Young Americans are facing the highest debt levels in more than ten years, adding up to $1 trillion among 19 to 29-year-olds at the end of 2018.
That debt is the highest in the youngest adult group since 2007, according to the New York Federal Reserve Consumer Debt Panel.
The majority of that debt for these Millennials is student loans.
Fortune Magazine reported on the debt and explained how it is impacting spending habits of this demographic based on a University of Michigan survey released last week.
Younger adults— those under age 35—have reduced their spending compared with previous generations possibly because of weakened job prospects, delayed marriage, and educational debt.
Policy makers have recognized that lower spending limits economic growth.

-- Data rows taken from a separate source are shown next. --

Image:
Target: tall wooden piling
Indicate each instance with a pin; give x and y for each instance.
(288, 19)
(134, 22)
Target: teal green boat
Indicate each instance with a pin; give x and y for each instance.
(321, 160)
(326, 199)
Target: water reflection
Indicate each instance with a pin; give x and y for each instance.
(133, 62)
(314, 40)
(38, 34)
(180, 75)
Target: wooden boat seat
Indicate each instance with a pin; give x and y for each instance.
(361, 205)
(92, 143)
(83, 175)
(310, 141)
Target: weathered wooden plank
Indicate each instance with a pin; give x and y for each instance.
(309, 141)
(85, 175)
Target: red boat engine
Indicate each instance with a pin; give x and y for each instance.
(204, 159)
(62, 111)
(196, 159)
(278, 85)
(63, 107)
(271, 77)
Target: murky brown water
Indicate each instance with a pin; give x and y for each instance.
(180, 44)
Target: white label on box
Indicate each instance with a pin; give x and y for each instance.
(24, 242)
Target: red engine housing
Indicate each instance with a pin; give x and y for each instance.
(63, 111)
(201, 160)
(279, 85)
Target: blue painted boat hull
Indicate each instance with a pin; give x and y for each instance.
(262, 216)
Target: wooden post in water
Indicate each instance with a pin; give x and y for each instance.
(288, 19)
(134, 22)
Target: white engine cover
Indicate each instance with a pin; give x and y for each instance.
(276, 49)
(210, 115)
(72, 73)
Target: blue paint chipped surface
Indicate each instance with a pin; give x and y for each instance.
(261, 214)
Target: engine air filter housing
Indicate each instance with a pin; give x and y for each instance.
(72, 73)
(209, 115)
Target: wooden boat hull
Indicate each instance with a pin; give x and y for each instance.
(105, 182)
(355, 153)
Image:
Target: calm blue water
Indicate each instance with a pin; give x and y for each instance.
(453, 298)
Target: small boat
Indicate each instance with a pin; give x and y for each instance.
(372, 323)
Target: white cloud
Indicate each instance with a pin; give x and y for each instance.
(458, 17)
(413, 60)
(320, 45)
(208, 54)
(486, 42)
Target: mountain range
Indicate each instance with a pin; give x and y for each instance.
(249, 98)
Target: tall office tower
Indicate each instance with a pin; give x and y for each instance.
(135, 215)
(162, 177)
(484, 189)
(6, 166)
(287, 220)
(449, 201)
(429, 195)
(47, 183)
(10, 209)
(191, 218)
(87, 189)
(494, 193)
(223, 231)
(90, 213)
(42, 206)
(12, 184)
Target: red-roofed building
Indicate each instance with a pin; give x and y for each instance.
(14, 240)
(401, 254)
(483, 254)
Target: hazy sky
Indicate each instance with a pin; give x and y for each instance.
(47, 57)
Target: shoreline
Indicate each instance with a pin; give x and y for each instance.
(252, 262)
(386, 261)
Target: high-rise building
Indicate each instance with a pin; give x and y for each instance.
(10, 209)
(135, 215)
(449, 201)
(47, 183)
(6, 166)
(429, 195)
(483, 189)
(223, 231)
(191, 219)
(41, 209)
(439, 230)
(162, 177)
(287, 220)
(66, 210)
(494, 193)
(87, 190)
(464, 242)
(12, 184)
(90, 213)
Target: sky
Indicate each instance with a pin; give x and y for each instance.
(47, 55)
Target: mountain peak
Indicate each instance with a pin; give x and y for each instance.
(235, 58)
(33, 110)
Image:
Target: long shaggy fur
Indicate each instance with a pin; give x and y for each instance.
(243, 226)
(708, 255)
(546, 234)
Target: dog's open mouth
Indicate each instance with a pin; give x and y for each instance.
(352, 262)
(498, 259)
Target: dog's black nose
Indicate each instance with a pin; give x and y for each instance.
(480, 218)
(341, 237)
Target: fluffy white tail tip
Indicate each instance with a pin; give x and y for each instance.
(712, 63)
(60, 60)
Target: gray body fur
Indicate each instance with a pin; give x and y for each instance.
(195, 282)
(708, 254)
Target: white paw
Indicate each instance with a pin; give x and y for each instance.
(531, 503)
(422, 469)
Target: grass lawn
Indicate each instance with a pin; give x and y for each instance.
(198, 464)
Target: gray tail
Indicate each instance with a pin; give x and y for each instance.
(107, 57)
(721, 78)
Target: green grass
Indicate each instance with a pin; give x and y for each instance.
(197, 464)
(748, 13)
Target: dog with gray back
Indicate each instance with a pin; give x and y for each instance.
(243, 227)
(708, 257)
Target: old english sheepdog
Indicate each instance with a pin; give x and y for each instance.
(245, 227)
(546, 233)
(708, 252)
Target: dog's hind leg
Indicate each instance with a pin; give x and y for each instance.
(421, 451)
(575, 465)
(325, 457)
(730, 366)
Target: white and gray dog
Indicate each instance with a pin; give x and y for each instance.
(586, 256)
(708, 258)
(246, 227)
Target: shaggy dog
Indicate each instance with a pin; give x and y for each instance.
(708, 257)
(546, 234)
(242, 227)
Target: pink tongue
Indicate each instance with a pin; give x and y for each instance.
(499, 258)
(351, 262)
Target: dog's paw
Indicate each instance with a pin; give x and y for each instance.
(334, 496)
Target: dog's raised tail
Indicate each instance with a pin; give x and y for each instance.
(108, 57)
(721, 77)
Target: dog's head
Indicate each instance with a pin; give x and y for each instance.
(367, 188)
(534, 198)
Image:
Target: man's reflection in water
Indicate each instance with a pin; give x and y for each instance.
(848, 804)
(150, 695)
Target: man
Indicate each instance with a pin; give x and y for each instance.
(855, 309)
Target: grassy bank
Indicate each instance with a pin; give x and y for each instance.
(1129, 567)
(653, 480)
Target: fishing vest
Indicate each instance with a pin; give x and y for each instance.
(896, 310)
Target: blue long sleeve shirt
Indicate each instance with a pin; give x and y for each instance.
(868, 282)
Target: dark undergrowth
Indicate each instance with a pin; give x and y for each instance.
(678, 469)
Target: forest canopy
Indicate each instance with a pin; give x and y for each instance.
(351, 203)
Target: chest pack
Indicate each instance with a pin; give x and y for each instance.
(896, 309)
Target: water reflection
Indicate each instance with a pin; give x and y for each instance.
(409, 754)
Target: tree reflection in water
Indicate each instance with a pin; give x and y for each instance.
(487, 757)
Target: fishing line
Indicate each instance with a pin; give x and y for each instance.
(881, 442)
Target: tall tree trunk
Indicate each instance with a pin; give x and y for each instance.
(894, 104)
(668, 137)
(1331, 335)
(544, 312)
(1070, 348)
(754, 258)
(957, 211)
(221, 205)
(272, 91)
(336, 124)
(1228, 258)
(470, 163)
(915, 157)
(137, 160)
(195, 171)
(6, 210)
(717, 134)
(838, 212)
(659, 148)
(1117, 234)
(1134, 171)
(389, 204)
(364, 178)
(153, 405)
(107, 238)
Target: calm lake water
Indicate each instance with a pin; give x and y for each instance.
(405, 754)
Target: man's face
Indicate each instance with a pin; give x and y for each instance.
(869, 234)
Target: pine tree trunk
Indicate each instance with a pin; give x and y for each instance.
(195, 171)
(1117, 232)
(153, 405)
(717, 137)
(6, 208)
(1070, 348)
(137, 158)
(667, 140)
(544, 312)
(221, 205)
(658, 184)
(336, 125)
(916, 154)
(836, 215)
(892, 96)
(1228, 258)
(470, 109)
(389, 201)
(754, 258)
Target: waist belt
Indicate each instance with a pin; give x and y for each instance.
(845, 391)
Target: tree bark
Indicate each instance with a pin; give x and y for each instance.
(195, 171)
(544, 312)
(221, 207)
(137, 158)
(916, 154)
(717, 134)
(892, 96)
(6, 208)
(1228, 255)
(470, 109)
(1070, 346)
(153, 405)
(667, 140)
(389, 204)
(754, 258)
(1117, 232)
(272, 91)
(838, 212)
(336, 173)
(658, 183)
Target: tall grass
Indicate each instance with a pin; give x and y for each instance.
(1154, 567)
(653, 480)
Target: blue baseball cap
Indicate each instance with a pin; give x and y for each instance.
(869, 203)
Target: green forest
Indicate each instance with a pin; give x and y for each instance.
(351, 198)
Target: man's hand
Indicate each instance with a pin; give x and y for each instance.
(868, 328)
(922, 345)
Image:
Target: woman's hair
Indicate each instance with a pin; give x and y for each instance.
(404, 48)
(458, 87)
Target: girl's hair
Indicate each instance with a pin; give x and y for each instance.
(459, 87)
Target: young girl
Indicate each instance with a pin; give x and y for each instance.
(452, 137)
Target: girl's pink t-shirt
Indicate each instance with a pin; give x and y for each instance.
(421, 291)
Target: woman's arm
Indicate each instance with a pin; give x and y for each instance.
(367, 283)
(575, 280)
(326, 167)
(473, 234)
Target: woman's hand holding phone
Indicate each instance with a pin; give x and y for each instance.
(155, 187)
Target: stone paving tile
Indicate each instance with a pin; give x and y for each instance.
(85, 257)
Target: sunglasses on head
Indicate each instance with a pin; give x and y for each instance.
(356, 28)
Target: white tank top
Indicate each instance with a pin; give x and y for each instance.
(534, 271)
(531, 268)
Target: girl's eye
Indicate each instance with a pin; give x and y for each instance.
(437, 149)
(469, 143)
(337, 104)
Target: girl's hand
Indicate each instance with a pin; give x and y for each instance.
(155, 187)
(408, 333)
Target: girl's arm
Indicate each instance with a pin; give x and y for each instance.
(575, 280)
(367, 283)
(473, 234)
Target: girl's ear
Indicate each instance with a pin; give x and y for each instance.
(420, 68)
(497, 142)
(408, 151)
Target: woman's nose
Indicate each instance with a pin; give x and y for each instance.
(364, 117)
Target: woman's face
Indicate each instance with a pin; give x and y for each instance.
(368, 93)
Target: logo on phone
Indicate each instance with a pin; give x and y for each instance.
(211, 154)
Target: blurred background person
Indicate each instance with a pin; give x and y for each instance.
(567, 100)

As a result, a number of policies to boost younger adults spending such as forgiving student debt have entered the political arena, according to Richard Curtin, director of the University of Michigan consumer survey.
Student loans make up the majority of the $1,005,000,000,000 owed by this cohort, followed by mortgage debt. New mortgages among young adults today remain quite a bit below levels incurred in the early 2000s.
Although mortgage debt represents the vast majority of overall consumer debt, student loan debt is growing at a faster pace, Fortune reported.
“Since 2009, mortgage debt increased 3.2 percent while student loan debt grew 102 percent,” Fortune reported.
Student loans debt has now surpassed home equity revolving debt, car loans, and credit card debt.
At the end of 2018 “auto loans were the third largest portion of debt composition in the U.S. followed by credit card debt. Overall consumer debt reached a record $13.5 trillion,” Fortune reported.
Another issue facing young Americans is those who become delinquent on student loan payments — the 90-plus days late for student loans is higher than any other loan category.